Brakuje mi czasu, a właściwie nie - mam czas, ale zamiast buszować w sieci, wolę pójść na spacer z Psiakiem albo najzwyczajniej w świecie go głaskać i obserwować.
Zwariowałam?
Dyrektor Wykonawczy dobrze wiedział, że od dawna marzę o psie. Obiecał, że będę go mieć. Ale na drodze do jego realizacji stało najpierw wynajmowane lokum, a potem jeszcze pojawił się rak.
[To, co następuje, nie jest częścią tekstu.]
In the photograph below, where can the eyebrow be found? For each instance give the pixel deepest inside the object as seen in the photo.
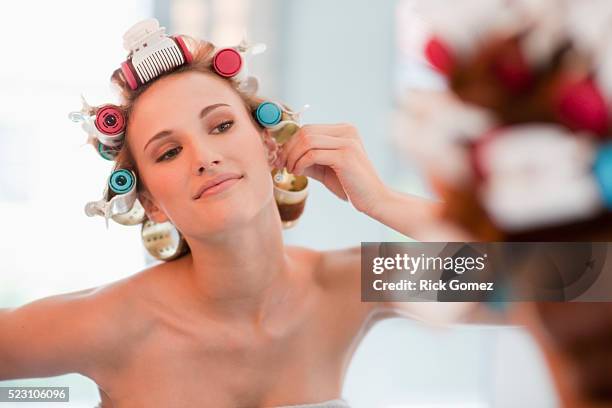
(166, 133)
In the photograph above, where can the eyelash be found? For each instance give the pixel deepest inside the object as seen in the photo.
(222, 127)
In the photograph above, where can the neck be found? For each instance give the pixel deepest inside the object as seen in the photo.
(241, 272)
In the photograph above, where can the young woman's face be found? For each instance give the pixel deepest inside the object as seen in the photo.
(184, 131)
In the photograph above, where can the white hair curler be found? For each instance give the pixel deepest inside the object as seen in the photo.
(152, 53)
(104, 124)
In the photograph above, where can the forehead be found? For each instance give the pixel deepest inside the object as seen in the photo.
(167, 102)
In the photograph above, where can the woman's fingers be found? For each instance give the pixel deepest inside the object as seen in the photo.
(305, 142)
(328, 178)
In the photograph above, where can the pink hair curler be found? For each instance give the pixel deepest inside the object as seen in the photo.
(227, 62)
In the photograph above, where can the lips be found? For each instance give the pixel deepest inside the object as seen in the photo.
(214, 182)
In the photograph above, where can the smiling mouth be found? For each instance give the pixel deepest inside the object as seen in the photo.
(220, 187)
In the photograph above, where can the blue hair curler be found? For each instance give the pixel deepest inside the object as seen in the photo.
(603, 173)
(122, 181)
(268, 114)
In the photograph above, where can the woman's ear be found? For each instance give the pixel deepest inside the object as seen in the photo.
(154, 213)
(272, 147)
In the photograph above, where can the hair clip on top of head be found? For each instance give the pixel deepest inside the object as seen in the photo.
(152, 53)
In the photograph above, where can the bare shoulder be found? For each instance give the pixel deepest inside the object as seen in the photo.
(340, 269)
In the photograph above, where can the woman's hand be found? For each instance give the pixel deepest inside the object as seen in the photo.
(334, 155)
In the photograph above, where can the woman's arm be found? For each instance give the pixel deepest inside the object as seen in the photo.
(335, 156)
(74, 332)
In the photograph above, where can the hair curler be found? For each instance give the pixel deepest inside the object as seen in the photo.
(104, 124)
(118, 199)
(152, 53)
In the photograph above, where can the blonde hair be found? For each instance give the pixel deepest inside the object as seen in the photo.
(203, 53)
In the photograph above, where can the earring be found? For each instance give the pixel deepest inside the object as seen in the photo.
(162, 240)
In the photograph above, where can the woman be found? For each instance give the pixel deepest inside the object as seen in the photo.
(241, 320)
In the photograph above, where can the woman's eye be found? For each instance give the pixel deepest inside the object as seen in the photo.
(169, 154)
(223, 127)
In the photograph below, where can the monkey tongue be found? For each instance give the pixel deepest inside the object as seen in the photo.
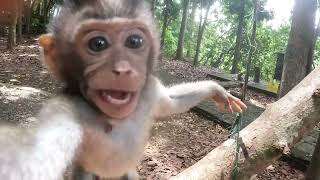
(116, 97)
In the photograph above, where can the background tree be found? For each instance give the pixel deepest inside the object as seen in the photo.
(180, 46)
(202, 26)
(236, 58)
(300, 42)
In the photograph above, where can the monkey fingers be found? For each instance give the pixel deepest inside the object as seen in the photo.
(238, 105)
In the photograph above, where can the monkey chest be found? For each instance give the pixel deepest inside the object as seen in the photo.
(114, 153)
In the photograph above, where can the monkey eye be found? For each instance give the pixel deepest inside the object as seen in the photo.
(98, 44)
(134, 42)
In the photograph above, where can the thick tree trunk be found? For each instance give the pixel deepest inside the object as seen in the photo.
(237, 49)
(299, 44)
(282, 125)
(179, 54)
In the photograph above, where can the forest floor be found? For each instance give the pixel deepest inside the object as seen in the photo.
(176, 142)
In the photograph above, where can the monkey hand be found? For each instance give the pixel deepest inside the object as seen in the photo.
(224, 100)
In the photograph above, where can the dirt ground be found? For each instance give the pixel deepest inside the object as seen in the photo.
(176, 143)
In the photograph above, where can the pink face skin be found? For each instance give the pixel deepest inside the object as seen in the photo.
(116, 57)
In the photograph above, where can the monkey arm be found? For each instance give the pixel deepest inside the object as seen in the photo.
(180, 98)
(40, 153)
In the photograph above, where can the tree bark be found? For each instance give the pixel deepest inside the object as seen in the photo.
(314, 169)
(165, 22)
(281, 126)
(237, 49)
(299, 44)
(179, 54)
(191, 25)
(311, 50)
(12, 33)
(28, 12)
(153, 6)
(200, 35)
(252, 49)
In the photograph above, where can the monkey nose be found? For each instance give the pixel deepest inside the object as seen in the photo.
(122, 68)
(119, 72)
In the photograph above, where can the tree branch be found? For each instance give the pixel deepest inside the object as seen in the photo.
(282, 125)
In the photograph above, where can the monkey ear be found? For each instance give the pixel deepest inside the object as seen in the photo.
(46, 41)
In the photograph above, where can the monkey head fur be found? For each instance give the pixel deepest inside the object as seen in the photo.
(103, 50)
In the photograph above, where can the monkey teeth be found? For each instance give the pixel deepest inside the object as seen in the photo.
(116, 97)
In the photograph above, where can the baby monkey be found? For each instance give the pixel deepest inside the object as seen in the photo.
(104, 51)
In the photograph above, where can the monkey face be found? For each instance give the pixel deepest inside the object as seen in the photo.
(114, 59)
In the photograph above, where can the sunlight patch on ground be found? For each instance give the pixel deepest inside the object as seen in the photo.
(14, 93)
(28, 55)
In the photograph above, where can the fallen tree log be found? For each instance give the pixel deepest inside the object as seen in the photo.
(271, 135)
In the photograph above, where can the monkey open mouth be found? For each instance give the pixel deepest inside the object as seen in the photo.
(117, 97)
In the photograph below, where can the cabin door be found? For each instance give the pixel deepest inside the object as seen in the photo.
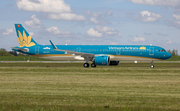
(151, 51)
(37, 50)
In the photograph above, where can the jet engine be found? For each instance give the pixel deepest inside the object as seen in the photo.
(102, 60)
(114, 63)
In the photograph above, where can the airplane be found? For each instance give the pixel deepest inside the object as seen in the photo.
(106, 55)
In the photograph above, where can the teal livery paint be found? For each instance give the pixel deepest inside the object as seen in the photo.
(98, 54)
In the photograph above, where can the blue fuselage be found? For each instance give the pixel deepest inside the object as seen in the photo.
(116, 52)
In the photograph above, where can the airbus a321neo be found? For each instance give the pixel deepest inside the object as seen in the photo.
(99, 54)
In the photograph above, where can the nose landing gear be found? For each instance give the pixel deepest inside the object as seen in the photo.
(152, 66)
(86, 65)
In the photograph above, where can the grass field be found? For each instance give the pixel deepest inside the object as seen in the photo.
(70, 86)
(32, 58)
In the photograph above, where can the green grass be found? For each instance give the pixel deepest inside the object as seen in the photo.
(21, 58)
(69, 86)
(174, 58)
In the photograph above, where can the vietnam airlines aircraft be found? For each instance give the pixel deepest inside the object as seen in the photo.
(99, 54)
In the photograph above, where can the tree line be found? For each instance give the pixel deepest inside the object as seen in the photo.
(3, 52)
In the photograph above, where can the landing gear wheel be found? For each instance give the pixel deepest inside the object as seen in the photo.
(93, 65)
(86, 65)
(152, 66)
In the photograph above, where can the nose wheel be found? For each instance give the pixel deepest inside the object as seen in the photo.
(152, 65)
(86, 65)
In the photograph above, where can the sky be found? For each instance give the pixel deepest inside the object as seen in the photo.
(92, 22)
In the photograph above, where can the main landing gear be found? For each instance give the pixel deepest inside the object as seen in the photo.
(86, 65)
(152, 66)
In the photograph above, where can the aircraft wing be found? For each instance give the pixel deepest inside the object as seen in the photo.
(24, 50)
(85, 55)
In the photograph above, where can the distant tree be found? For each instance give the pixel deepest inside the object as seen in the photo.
(173, 52)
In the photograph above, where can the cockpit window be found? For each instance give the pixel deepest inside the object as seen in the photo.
(162, 50)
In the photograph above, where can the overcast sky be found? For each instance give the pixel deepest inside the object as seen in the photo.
(104, 22)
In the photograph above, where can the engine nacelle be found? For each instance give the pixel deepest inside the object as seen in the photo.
(114, 63)
(102, 60)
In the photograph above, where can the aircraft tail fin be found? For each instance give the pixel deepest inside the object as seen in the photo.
(24, 39)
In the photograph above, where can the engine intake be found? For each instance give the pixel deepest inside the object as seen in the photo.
(114, 63)
(102, 60)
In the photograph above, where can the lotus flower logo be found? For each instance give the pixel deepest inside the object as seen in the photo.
(24, 40)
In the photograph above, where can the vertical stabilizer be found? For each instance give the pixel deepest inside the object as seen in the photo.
(24, 39)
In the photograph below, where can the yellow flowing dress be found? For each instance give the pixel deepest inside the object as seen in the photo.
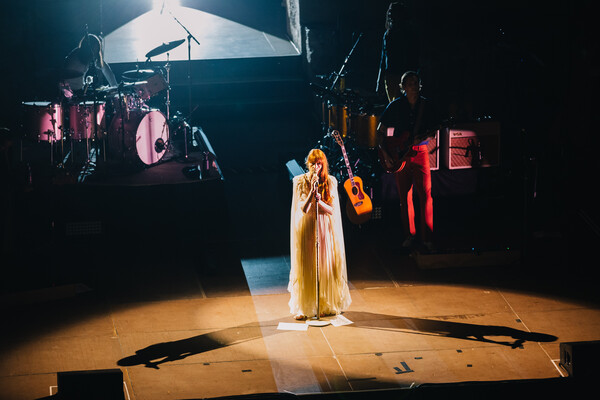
(334, 296)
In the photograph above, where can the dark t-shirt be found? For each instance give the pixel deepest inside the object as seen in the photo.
(401, 116)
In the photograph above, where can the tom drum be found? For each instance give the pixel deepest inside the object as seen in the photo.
(42, 121)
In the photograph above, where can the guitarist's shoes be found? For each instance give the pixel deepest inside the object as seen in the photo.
(409, 242)
(428, 247)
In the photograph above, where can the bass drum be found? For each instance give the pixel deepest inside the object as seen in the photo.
(145, 139)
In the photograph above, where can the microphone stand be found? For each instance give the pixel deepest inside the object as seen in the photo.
(317, 321)
(189, 39)
(337, 75)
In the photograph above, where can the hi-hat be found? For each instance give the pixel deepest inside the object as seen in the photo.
(163, 48)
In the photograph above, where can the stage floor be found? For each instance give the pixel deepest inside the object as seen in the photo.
(202, 321)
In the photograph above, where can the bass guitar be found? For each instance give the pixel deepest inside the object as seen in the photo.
(398, 149)
(359, 205)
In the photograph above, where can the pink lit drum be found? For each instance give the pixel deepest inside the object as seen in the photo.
(81, 120)
(146, 136)
(42, 121)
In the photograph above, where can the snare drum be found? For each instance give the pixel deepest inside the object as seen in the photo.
(145, 138)
(42, 121)
(126, 103)
(81, 120)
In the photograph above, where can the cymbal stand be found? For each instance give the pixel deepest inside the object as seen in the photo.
(189, 39)
(168, 101)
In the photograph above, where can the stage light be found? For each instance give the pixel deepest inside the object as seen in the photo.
(162, 5)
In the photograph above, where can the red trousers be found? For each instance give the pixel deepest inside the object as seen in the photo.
(416, 175)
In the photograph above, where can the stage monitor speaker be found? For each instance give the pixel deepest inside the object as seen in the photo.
(580, 359)
(433, 148)
(104, 384)
(471, 145)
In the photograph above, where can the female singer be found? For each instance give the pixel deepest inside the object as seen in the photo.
(317, 188)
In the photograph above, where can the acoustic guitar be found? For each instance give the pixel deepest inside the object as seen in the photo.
(359, 205)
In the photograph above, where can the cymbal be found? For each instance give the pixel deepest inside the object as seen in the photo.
(138, 74)
(163, 48)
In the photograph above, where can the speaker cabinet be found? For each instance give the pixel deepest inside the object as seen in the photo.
(580, 359)
(104, 384)
(471, 145)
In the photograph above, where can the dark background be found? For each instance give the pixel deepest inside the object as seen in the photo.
(532, 65)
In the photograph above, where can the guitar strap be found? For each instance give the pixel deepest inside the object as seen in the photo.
(419, 117)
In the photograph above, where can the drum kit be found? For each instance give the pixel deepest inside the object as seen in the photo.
(115, 121)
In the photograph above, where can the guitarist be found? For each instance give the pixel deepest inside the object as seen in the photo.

W międzyczasie skontaktowałam się z behawiorystką, której uczciwie i szczerze opowiedziałam historię poprzedniego psa adoptowanego ze schroniska. Usłyszałam od niej trzy mądre rady - zwierzaka mam szukać tylko w domach tymczasowych, nie może ważyć więcej niż osiem kilo (ze względu na moją rękę - żeby mnie nie ciągnął na smyczy) oraz ma być spokojny, ułożony, grzeczny i nie przejawiać lęku separacyjnego (powiedziała mi dokładnie na co zwracać uwagę i o co pytać).
Spytałam Głos Rozsądku czy będzie wychodził z nim rano na spacer, bo ja naprawdę mam problem ze wstawaniem. Zgodził się. Pozostała jeszcze jedna najważniejsza kwestia - co w razie mojej śmierci? Obiecał mi, że nigdy nikomu i nigdzie go nie odda tylko sam przejmie nad nim opiekę.
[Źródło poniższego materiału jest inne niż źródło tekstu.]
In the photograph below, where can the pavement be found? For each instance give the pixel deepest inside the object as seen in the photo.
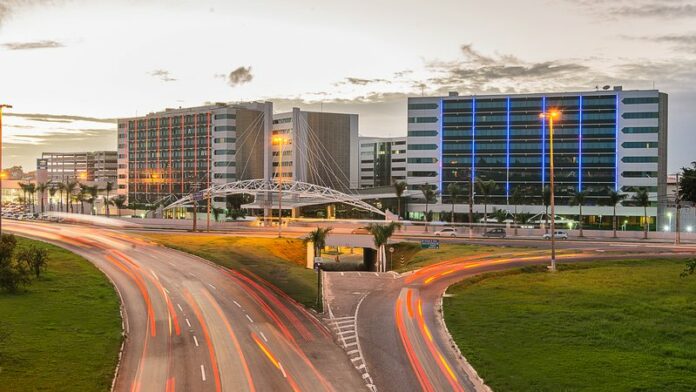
(194, 326)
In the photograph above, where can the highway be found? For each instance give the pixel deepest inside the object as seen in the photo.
(194, 326)
(398, 317)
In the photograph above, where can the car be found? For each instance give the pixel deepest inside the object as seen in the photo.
(561, 234)
(495, 233)
(446, 232)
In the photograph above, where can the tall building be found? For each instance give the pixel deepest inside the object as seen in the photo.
(97, 166)
(382, 161)
(178, 151)
(604, 140)
(318, 147)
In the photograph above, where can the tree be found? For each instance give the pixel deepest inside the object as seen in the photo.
(318, 239)
(109, 187)
(35, 257)
(579, 200)
(642, 199)
(547, 202)
(486, 188)
(430, 196)
(12, 273)
(516, 198)
(119, 202)
(614, 198)
(70, 188)
(399, 189)
(381, 234)
(41, 189)
(454, 191)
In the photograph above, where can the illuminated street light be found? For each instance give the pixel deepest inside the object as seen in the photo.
(552, 115)
(281, 141)
(2, 106)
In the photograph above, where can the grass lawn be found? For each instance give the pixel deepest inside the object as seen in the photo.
(281, 261)
(65, 330)
(611, 326)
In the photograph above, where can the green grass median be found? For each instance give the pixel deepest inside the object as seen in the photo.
(64, 331)
(610, 326)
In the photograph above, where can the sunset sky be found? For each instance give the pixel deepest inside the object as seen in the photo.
(71, 67)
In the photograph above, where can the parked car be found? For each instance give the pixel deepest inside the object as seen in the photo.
(561, 234)
(446, 232)
(495, 233)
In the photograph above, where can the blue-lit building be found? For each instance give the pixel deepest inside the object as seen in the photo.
(605, 140)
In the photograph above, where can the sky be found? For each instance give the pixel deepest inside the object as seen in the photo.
(71, 67)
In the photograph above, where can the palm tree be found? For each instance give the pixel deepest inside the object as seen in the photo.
(52, 192)
(109, 187)
(399, 189)
(119, 201)
(516, 198)
(547, 201)
(41, 189)
(70, 188)
(486, 188)
(613, 199)
(642, 199)
(318, 239)
(381, 234)
(454, 191)
(578, 200)
(430, 196)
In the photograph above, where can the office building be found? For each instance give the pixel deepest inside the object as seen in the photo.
(178, 151)
(604, 140)
(382, 161)
(318, 147)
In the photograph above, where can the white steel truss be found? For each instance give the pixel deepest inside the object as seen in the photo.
(295, 193)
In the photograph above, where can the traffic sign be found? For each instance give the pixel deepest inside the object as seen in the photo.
(430, 244)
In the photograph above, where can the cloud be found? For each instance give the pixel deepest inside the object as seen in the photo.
(46, 44)
(58, 117)
(239, 76)
(162, 74)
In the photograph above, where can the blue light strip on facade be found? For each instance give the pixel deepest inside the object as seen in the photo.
(442, 143)
(580, 146)
(616, 143)
(507, 157)
(473, 140)
(543, 142)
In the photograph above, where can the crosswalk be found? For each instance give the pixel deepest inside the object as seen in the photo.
(345, 330)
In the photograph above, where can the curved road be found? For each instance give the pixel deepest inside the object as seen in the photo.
(195, 326)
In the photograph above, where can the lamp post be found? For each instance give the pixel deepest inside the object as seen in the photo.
(2, 106)
(281, 141)
(551, 115)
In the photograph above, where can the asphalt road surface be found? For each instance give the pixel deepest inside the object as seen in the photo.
(195, 326)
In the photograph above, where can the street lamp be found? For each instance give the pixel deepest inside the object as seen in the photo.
(281, 141)
(551, 115)
(2, 106)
Podczas całego kilkumiesięcznego leczenia myśl o psie była jedną z tych, które dodawały mi sił, żeby zdrowieć oraz chęci do życia, bo miałam pewność, że któregoś dnia go znajdę, poznam i będziemy już razem.
Zbierałam do skarbonki pieniądze na skok ze spadochronem w tandemie. Świadomie z niego zrezygnowałam, a tamtą kwotę przeznaczyłam na psie wyposażenie i gadżety, a także na weterynarza.
Kiedy zaplanowaliśmy przeprowadzkę z tamtego mieszkania na początek czerwca powiedziałam Mamie, że chcę mieć psa. Ona boi się i kotów i psów, więc z oporami, ale się zgodziła.
Jako że wybuchła epidemia, a my jesteśmy tu już ponad miesiąc, więc tak naprawdę nawet koronawirus nie powstrzymał mnie przed realizacją swojego największego marzenia.
Ogłoszenie o adopcji znalazłam tydzień wcześniej. Po przeczytaniu opisu stwierdziłam, że - o ile to wszystko prawda - trafiłam na psi ideał. Poprosiłam o przysłanie ankiety przedadopcyjnej, a dzień później zadzwoniłam do pani, która się nim opiekowała.
Okazało się, że Psiak naprawdę jest cichy, spokojny, grzeczny, pięknie chodzi na smyczy, nie szczeka i uwielbia się przytulać. Bardzo chciałam go poznać, ale problemem była odległość - ponad 60 km.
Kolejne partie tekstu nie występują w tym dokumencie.